Amarillo: Dysfunction capital of America?

atkinson

I like to think I’m careful when I read critiques about places from folks who don’t live in or near the communities they’re critiquing.

When something comes across my radar, it’s good to check the background of the author. I did that when I saw a pretty scathing critique on a website called Route Fifty. The author is a fellow named Michael Grass.

His background? His “about” page says he’s a former copy editor for Roll Call, a reputable political journal that covers Capitol Hill; he also has experience working with the Washington Post and the New York Observer.

Grass has posted a pretty sizzling analysis of Amarillo. The bottom line? If you’re looking for a local government job and you want to move to Amarillo to fill one of the many openings posted at City Hall … think long and hard before you take the plunge.

Amarillo, he says, might be the “most dysfunctional city” in the country.

The city manager’s exit has caught Grass’s attention.

City Manager Jarrett Atkinson is soon to be out the door. The City Council has to find another person to fill the job. Grass opines that the council is going to have a hard time finding a competent candidate willing to step into what he describes as “a municipal circus.”

He’s done some homework. Three new city council members — Elisha Demerson, Randy Burkett and Mark Nair — took office this spring. Nair then took the unusual step in calling for Atkinson’s resignation right away. Burkett demanded that the entire Amarillo Economic Development Corp. board be fired.

Nair and Burkett backed off their initial demands.

Still, City Attorney Marcus Norris quit; Assistant City Manager Vicki Covey retired.

The new three-member majority then engineered a citywide referendum on a project that’s been in the works for years.
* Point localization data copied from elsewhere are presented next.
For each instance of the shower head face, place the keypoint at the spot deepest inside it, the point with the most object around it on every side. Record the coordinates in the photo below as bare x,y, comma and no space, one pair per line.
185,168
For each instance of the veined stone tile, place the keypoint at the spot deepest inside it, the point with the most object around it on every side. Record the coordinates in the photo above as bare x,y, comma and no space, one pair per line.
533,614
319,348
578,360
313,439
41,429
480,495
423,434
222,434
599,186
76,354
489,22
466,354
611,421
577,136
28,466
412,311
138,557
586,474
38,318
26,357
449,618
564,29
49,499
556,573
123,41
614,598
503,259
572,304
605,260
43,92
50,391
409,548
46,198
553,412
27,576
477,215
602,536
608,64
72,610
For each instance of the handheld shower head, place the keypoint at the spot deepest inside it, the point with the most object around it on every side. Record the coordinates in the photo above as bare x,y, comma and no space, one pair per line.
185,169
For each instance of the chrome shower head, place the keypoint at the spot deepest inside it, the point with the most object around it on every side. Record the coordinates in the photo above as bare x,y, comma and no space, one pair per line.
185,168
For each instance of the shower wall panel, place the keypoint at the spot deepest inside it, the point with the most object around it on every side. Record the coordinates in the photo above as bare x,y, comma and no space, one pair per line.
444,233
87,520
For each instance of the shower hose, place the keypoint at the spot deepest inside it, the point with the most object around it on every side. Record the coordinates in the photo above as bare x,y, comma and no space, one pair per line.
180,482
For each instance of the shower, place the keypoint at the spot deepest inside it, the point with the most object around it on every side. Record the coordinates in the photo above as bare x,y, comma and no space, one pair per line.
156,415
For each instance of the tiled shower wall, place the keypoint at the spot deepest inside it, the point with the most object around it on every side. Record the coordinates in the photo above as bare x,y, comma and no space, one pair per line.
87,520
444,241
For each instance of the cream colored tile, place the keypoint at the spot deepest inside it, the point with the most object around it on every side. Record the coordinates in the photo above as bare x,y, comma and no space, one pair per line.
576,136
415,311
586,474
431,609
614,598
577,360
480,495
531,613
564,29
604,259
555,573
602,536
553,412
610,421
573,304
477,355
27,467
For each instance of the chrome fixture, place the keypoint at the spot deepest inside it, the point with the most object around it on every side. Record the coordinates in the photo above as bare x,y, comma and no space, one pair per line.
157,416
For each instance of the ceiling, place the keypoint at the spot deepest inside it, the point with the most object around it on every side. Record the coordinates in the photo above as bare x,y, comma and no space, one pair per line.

The multipurpose event venue will be on the ballot next Tuesday and voters will get to decide whether the $32 million project should include a ballpark.

Grass writes: “While Atkinson’s resignation, which is to take effect later in November, may have surprised some on the City Council—Nair said he ‘didn’t see it coming’—Amarillo Mayor Paul Harpole said that conflict among councilmembers made it very difficult for the city manager to do his job, citing a handful of problems.”

The city is seeking to fill a number of senior administrative positions. The city attorney still needs to be hired. Same with an assistant city manager. The city charter gives the city manager the authority to make those decisions — but hey, we soon won’t have a city manager, either!

The council has been bickering over budget matters, the future of downtown redevelopment, the status of non-profit organizations set up to help the city proceed with its downtown growth.

You name it, the council has been fighting about it.

Grass’s article wonders: Who in their right mind is going to step into that maelstrom?

It’s a question many of us who live here have been asking.